Precisamente per questa
ragione Cortázar sostiene che non esiste altra letteratura
realistica se non quella fantastica, quella che si insinua nelle
pieghe e nei recessi del reale linguisticamente codificato e decifra
i segni in base a un cifrario che ne rende di fatto il significato
alternativo rispetto alla pratica comune. La scrittura di Cortázar è
primariamente un’esperienza nel backstage della mente, uno
spazio simile a quello in cui precipita l’Alice carrolliana: dove
niente è come dovrebbe essere, ma come potrebbe essere se solo la
mente abbandonasse i meccanismi che le consentono una lettura
automatica ed economica dei fenomeni.
Cortázar è quel
demiurgo creatore che è perché getta un fascio di luce che rivela
al lettore un universo vivente di vita propria e completamente
sottratto al controllo dell’autorità razionale, un mondo nel quale
l’accadere dei fenomeni si capovolge, la conseguenza si estroflette
in causa e l’ordine si rivela un accidente momentaneo del
disordine. Una volta che la scrittura sia riuscita a rendere
tangibile e visitabile l’altra parte dello specchio nell’autore
come nel lettore, le cose non possono essere più come prima: il
guanto è stato rovesciatoe il dentro impensabile e oscuro calpesta
la terra alla luce del sole nella sua non più negabile esistenza.
Per entrare in questa
altra dimensione si possono seguire vari ‘conigli’ nelle
profondità scavate secondo traiettorie invisibili da fuori. Uno di
questi è il refuso tipografico, su cui argomenta con nitido
capriccio in Lucas, suoi refusi, l’errore rapido come un
ratto, l’errore-cavallo-di-Troia che si introduce in territorio
nemico e ne disarticola le difese.
Un altro è la resa
attiva allo straniamento e per questo si legga il fulminante
Peripezie dell’acqua, uno dei pezzi più stupefacenti nel
quale l’inclinazione al mistero si intreccia a un umorismo
irresistibile, dove si dimostra come una mente implacabilmente
palindroma possa ottenere risultati strabilianti a partire da
ingredienti semplicissimi. Già dall’incipit («Basta conoscerla
abbastanza per capire che l’acqua è stanca di essere un liquido»)

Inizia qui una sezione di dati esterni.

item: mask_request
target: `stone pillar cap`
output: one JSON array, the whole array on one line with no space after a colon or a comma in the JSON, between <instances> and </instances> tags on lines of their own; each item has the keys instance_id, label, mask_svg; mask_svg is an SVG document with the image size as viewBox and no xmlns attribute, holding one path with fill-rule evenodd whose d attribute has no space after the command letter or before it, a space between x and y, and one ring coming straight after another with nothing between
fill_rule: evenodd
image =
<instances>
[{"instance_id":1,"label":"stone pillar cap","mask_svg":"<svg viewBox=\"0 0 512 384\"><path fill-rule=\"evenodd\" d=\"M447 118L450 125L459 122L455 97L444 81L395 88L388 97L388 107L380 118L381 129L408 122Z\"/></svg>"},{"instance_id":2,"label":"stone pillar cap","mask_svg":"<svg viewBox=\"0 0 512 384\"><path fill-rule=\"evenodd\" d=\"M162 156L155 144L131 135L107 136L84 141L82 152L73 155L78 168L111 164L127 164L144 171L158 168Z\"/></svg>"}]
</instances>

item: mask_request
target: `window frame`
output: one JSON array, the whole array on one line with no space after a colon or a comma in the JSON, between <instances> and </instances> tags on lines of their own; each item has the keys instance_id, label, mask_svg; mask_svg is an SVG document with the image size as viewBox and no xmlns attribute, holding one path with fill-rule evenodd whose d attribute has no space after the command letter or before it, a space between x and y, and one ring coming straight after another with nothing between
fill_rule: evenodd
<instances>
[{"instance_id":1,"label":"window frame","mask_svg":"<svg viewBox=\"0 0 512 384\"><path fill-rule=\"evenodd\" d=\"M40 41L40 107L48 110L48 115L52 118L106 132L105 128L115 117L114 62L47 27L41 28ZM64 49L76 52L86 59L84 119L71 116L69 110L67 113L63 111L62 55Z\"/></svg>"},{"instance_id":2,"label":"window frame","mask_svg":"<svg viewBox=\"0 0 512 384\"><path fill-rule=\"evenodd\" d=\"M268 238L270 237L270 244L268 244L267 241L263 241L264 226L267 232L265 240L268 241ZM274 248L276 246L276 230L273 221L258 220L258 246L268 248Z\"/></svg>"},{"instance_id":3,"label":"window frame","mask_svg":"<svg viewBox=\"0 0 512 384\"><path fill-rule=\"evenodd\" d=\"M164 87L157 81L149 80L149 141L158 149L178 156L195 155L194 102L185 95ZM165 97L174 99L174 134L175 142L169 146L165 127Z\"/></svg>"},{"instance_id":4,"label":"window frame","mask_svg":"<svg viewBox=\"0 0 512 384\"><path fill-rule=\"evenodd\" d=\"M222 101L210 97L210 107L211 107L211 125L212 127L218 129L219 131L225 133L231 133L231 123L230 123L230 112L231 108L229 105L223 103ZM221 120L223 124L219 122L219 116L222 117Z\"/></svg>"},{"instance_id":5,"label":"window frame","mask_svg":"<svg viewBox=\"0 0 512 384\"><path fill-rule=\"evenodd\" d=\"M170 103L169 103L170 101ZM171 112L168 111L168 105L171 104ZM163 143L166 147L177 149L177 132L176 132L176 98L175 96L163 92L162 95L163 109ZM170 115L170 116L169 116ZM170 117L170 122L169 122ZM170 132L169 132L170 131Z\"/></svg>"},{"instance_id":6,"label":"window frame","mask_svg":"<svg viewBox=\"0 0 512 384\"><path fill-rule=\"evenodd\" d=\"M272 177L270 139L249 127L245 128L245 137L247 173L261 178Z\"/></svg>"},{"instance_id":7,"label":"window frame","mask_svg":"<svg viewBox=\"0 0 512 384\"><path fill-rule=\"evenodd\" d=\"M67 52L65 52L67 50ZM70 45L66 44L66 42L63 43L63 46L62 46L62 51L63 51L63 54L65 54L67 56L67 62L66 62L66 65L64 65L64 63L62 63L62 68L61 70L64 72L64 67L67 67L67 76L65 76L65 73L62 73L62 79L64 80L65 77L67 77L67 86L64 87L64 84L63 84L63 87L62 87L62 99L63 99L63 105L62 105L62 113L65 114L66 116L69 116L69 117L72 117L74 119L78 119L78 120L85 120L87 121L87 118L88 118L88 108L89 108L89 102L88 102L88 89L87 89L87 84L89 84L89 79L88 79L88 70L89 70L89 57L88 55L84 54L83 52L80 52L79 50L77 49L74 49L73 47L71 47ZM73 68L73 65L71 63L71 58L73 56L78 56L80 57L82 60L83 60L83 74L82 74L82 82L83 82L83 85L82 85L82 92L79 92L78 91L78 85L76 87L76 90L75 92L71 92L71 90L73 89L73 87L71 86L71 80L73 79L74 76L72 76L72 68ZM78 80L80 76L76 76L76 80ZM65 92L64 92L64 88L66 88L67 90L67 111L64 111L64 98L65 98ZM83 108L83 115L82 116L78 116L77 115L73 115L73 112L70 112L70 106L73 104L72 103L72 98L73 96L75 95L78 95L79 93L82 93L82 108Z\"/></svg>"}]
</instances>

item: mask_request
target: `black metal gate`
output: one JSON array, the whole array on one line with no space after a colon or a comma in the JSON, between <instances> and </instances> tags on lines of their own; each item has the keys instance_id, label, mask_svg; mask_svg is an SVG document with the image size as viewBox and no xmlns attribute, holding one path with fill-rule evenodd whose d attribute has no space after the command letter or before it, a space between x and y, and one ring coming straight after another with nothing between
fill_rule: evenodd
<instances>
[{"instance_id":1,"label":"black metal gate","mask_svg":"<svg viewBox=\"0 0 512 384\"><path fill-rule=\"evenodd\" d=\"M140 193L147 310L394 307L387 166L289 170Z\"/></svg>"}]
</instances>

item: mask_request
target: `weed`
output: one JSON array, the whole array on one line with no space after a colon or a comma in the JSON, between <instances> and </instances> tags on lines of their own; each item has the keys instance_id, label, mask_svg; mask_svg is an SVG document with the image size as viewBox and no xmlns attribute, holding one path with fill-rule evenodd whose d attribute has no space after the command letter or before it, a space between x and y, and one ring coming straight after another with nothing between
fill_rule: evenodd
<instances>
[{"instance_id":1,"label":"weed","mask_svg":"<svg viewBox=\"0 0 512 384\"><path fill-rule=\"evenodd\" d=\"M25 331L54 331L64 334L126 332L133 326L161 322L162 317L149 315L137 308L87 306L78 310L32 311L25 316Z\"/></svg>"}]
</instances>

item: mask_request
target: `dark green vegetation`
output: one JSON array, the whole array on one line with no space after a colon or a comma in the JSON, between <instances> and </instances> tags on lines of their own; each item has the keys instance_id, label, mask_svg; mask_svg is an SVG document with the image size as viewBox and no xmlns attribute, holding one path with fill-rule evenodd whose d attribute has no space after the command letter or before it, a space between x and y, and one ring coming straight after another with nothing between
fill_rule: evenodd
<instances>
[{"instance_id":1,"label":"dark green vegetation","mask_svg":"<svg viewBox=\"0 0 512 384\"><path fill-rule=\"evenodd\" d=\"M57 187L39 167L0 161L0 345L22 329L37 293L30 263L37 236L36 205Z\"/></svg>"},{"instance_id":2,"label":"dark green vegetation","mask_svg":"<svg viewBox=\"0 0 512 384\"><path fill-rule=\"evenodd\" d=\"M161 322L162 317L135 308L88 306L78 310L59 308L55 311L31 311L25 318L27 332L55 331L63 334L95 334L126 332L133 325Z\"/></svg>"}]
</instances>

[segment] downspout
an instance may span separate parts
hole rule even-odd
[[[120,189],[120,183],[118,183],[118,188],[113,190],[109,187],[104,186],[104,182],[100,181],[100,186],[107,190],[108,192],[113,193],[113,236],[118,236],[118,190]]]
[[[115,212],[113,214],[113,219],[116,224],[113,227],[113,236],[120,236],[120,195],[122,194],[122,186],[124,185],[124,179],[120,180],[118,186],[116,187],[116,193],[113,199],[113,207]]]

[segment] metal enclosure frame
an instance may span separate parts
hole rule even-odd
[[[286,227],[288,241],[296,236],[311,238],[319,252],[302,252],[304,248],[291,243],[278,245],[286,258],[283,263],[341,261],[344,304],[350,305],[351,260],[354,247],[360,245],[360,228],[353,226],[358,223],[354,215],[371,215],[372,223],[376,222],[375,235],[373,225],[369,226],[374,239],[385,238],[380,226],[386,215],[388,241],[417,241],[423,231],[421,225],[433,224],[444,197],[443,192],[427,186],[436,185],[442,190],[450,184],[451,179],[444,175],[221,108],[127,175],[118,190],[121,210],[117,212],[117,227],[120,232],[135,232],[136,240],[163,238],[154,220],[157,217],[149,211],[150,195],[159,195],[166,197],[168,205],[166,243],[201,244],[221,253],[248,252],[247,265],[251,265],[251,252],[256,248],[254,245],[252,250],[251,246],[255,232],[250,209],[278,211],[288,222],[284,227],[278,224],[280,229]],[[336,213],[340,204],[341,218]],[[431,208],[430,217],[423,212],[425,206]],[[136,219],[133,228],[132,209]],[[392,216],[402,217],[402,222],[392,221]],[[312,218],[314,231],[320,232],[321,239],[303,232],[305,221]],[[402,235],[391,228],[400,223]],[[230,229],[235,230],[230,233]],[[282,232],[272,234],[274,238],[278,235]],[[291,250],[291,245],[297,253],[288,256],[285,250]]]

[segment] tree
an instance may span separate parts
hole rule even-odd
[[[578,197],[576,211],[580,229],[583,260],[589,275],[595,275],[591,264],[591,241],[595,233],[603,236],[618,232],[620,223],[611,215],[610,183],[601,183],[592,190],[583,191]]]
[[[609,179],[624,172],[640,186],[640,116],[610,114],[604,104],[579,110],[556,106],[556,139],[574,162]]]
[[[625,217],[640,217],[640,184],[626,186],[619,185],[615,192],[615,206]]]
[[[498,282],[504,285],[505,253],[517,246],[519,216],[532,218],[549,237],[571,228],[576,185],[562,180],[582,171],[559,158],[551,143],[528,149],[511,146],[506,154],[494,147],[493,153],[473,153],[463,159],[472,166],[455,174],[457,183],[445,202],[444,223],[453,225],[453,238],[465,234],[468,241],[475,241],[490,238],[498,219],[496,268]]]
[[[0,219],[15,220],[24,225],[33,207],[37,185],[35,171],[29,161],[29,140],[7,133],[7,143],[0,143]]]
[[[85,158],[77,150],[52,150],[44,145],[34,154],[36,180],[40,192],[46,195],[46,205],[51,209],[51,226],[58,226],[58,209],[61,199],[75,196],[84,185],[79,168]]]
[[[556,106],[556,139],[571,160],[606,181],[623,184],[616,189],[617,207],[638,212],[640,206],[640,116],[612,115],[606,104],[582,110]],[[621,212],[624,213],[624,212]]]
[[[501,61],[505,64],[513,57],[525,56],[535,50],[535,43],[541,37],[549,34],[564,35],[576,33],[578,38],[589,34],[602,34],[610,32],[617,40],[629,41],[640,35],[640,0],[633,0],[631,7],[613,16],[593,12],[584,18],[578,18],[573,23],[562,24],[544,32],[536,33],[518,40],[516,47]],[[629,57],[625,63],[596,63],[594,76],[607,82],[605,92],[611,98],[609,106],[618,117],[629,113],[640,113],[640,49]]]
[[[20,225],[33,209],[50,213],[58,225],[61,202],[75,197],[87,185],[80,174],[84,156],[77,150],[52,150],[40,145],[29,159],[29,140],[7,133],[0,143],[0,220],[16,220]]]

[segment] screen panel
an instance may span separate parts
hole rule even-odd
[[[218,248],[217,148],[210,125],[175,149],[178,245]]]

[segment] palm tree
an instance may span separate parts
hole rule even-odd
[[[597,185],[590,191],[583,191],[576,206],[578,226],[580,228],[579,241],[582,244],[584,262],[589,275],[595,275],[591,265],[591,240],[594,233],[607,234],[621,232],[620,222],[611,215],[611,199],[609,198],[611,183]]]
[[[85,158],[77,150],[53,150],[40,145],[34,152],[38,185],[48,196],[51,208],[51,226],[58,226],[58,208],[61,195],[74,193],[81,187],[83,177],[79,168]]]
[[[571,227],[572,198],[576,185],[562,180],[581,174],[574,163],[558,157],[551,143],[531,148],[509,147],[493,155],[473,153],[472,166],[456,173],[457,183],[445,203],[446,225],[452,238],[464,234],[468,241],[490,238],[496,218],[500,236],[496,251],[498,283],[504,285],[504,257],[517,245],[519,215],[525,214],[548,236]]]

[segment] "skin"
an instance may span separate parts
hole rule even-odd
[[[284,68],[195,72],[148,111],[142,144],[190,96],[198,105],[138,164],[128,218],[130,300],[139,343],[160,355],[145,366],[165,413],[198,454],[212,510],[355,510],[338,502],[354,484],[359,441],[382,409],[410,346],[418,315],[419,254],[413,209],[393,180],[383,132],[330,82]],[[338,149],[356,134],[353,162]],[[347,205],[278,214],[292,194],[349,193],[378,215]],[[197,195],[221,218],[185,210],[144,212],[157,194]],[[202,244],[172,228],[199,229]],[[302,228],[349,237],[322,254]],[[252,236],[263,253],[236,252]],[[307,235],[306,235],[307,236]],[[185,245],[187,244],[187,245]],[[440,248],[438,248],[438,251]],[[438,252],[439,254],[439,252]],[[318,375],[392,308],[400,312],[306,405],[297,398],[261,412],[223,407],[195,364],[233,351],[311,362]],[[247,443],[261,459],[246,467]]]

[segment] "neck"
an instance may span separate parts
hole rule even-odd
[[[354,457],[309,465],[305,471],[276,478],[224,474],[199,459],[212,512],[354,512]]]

abbiamo l’immagine di un universo noto reso definitivamente
irriconoscibile dalla potenza di un linguaggio che permette una
silenziosa ma definitiva irruzione dell’altro nel nostro mondo
stanco di essere insensatamente e tetramente reale. La linea è
quella gloriosa e antica che passa, a dir poco, per Cervantes, Poe,
Kafka, Lautréamont, Borges, fino ad arrivare almeno a Calvino e
Manganelli. Di Cortázar il consanguineo e proximus Tabucchi
addita due elementi chiave: da un lato l’amore per i giochi
combinatori e dunque le infinite possibilità della matematica come
pure del linguaggio, dall’altro «la misteriosa algebra della
Cabala», delle innumerabili variabili che governano tanto un colpo
di dadi quanto le umane vicende. Ossimoro solo apparente poiché
entrambi sono governati da qualcosa che li trascende, quel nonnulla
che come il bambino di cui parla Eraclito tiene in mano e determina
con felice irresponsabilità il corso dei mondi.